Mortgage arrears: what it means and the implications

Most people would never have any intention of falling behind on their mortgage payments, but sometimes this can occur due to circumstances beyond their control. Working as a mortgage adviser, you will learn the arrears process that your employer implements, but it is best to get a grasp of the basics and what it means to the borrower.

All lenders have processes that become enforceable when arrears occur, although each may differ slightly from another. Ultimately, they are legally allowed to reclaim the property, before putting it up for sale in order to obtain the monies to repay the debt.

What is classified as mortgage arrears?

Whilst each lender will have a slightly different definition of what they class as mortgage arrears, any late, missed or partial payments will mean that the required reimbursement schedule has not been met, meaning that the property could be at risk of repossession.

Some lenders state that they may repossess if three payments are missed on a consecutive basis, whereas others claim that borrowers are considered in arrears if they are late with more than six payments during the calendar year. As such, it is vital as a mortgage adviser that you make sure that your customers are aware of the implications of not maintaining their mortgage payments.

The implications of mortgage arrears

The ultimate result of not keeping up with payments is the repossession of the property, but as soon as one is late or missed, it can begin impacting on the borrower as it could affect their credit rating.

This may mean that they struggle in the future, if they go on to seek another mortgage. If the arrears continue to accrue, it creates a snowball effect, with the debt continuing to grow due to additional charges and interest. This makes it harder for the borrower to get back on their feet.

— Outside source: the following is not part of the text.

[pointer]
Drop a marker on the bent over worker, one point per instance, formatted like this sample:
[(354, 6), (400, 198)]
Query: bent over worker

Preventative steps to take

Make sure that customers are aware of the importance of speaking with their lender as soon as they feel that they may begin to have difficulty making their monthly mortgage payments. This may help to prevent it from impacting on their credit rating, allowing them to get back on track sooner.

Depending on the reason for the payment difficulty, such as redundancy, an accident or sickness, there are insurance policies available to cover unforeseen events, which you would run through with your customer during the initial application process.